Strong Conventions Make Hiring Easier
The most reliable way to evaluate programmer candidates is to hire them to do a bit of realistic work. This is widely understood, but not widely practiced.
The biggest barrier is finding projects for them to work on. In most organizations, the overhead of getting a new person started is too high to justify handing even the smallest slice of real work off to a candidate. For examples, in "The One Method I’ve Used to Eliminate Bad Tech Hires", Amir Yasin writes:
RULE #2 — DON’T use a real problem because of tribe knowledge needed to fix.
But this rule is missing a key opportunity: there are tribes much bigger than your company. When you share knowledge and conventions across a wider community, a new person can come into your team and instantly be productive. That is how things actually work in the Ember community.
It's entirely normal to hand someone with Ember experience access to a Git repository they've never seen before and instructions to add a small new feature, and to get back working code in hours. Code that actually fits in with "how we do things here". That's the value of having strong conventions.
That's great for hiring intermediate-to-advanced developers, but what about junior-level people? Conventions shine there too, because you can reach for off-the-shelf teaching materials to get them rolling.
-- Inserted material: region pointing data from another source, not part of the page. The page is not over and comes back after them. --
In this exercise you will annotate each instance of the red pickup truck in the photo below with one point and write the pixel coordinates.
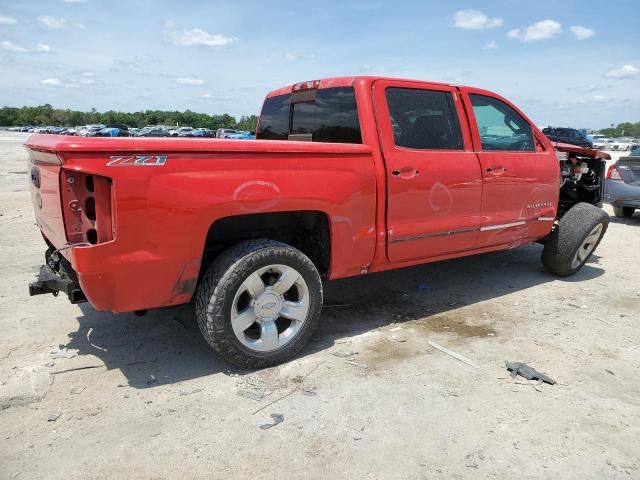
(346, 176)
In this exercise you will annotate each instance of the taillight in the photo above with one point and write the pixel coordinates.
(613, 173)
(86, 207)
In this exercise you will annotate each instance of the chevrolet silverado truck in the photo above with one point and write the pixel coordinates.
(347, 176)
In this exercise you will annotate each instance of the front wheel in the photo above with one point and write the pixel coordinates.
(574, 239)
(259, 303)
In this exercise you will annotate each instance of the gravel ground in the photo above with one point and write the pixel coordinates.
(370, 397)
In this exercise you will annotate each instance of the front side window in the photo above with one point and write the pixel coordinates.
(424, 119)
(500, 126)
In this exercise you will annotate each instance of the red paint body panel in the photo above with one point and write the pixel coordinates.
(161, 213)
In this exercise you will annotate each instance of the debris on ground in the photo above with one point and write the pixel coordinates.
(455, 355)
(53, 417)
(75, 369)
(252, 394)
(356, 364)
(292, 391)
(344, 354)
(93, 344)
(524, 370)
(277, 419)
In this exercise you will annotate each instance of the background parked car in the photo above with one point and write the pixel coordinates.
(567, 135)
(622, 143)
(224, 132)
(243, 135)
(152, 132)
(622, 186)
(113, 131)
(602, 143)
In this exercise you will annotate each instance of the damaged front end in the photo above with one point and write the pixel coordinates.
(56, 276)
(582, 176)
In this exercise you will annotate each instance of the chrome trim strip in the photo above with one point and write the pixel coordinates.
(503, 225)
(433, 235)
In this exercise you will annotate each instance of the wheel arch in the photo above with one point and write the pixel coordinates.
(307, 230)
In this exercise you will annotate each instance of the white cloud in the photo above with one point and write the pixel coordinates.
(627, 71)
(189, 81)
(197, 37)
(52, 22)
(12, 47)
(582, 33)
(54, 82)
(5, 20)
(475, 20)
(542, 30)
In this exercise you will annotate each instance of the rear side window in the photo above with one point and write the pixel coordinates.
(325, 115)
(500, 126)
(424, 119)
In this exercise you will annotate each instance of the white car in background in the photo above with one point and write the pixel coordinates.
(622, 144)
(602, 143)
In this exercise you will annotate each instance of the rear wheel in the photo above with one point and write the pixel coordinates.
(259, 303)
(574, 239)
(623, 212)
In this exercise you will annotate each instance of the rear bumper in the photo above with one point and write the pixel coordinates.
(622, 194)
(51, 282)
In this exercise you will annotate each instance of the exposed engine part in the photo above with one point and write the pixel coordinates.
(580, 182)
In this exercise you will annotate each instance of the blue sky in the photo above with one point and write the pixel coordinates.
(563, 62)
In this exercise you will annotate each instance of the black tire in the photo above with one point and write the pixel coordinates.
(623, 212)
(218, 287)
(569, 235)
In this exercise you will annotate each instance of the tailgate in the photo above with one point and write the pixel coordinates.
(629, 168)
(44, 168)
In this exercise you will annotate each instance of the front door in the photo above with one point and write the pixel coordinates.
(434, 182)
(519, 175)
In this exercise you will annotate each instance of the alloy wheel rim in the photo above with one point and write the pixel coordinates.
(587, 246)
(270, 307)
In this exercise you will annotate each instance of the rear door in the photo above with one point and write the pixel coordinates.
(520, 175)
(434, 183)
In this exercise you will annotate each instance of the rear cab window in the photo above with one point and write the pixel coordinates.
(424, 119)
(323, 115)
(501, 128)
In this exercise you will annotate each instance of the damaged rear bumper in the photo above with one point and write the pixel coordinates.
(50, 281)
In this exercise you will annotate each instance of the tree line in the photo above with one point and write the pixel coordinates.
(47, 115)
(626, 129)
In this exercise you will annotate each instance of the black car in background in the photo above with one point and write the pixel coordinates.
(567, 135)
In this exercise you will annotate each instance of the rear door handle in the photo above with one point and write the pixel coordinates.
(405, 173)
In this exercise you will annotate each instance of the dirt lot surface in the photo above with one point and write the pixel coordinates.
(370, 397)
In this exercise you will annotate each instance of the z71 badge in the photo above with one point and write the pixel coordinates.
(137, 160)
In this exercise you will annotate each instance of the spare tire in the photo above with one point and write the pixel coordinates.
(574, 239)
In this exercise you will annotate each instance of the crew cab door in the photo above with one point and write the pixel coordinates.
(519, 173)
(434, 183)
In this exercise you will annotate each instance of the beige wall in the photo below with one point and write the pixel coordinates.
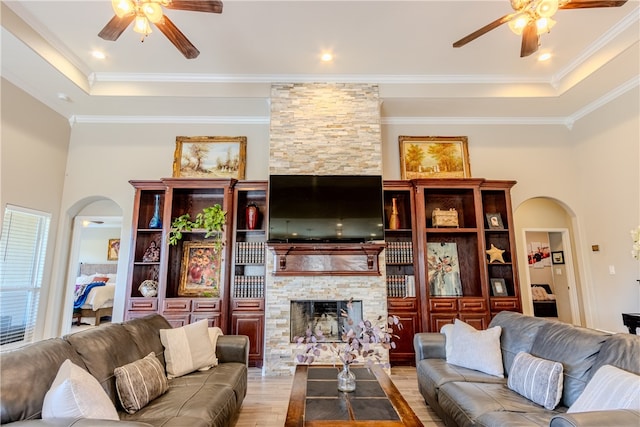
(592, 170)
(34, 148)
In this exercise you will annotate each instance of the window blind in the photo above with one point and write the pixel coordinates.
(23, 246)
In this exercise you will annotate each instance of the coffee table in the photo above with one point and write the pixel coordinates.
(315, 400)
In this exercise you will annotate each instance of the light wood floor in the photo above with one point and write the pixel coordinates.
(268, 398)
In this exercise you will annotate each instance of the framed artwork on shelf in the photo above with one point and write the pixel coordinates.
(434, 157)
(444, 269)
(498, 287)
(557, 257)
(113, 249)
(494, 221)
(200, 270)
(210, 157)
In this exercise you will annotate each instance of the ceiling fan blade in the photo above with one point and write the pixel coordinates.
(483, 30)
(530, 40)
(178, 39)
(211, 6)
(115, 27)
(586, 4)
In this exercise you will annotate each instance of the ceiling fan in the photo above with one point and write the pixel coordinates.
(532, 18)
(145, 11)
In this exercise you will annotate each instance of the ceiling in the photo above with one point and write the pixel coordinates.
(404, 46)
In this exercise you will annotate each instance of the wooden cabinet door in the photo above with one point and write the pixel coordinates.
(251, 325)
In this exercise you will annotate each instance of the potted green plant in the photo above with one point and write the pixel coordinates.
(211, 219)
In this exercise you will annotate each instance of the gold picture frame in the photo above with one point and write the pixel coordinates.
(113, 249)
(434, 157)
(210, 157)
(200, 270)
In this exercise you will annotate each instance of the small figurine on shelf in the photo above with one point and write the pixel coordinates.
(394, 219)
(252, 213)
(152, 253)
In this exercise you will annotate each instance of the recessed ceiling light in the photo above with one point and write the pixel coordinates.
(98, 54)
(544, 57)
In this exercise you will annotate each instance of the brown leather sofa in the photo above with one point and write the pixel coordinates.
(201, 398)
(465, 397)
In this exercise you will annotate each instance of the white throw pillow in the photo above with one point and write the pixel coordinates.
(610, 388)
(75, 393)
(214, 333)
(537, 379)
(187, 349)
(478, 350)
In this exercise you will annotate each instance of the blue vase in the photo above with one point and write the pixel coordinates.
(155, 220)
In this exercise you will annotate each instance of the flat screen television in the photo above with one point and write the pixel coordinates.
(325, 208)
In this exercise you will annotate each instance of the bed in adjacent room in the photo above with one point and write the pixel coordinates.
(94, 292)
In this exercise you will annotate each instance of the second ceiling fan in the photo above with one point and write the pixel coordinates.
(532, 18)
(145, 11)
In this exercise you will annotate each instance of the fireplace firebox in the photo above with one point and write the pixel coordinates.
(325, 316)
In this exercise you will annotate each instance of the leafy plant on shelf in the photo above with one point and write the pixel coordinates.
(211, 219)
(361, 341)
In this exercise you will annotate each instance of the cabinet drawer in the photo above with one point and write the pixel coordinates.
(143, 304)
(213, 318)
(248, 304)
(475, 304)
(408, 304)
(443, 304)
(175, 304)
(504, 304)
(206, 305)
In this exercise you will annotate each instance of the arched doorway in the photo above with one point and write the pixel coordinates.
(550, 286)
(95, 237)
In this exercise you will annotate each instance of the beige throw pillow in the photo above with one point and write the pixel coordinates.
(75, 393)
(139, 382)
(187, 349)
(537, 379)
(478, 350)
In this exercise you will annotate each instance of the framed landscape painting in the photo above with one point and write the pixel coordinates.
(210, 157)
(434, 157)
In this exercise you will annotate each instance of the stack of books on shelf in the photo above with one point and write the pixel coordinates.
(250, 252)
(401, 286)
(399, 253)
(248, 287)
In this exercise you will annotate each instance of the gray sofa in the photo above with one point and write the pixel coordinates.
(465, 397)
(207, 398)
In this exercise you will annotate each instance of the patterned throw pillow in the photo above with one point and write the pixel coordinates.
(187, 349)
(139, 382)
(537, 379)
(478, 350)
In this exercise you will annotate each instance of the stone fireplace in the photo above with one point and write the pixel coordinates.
(330, 129)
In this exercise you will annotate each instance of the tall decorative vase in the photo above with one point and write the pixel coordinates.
(155, 220)
(346, 379)
(394, 219)
(251, 213)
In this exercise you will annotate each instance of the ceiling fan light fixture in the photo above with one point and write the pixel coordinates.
(518, 23)
(547, 8)
(141, 25)
(153, 11)
(123, 7)
(544, 25)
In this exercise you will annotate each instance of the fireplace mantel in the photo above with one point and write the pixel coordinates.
(315, 259)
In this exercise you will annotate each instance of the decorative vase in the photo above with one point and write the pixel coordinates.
(155, 220)
(251, 216)
(394, 219)
(346, 379)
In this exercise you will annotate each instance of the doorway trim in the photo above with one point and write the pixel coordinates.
(568, 260)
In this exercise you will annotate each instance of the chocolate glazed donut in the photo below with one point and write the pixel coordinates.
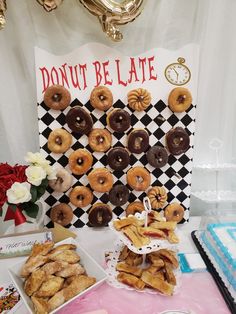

The cost of learning & training never disappears, but the key trick here is broadly sharing the cost. Each time you force developers to make a curation decision with multiple valid answers, you fragment the pool of people who can share this cost. It makes it much harder to have comprehensive teaching books or libraries of training videos.
That is why I'm so happy with the massive level of investment the Ember community pours into shared solutions. Shared solutions are harder to create than one-offs, but they're incredibly valuable.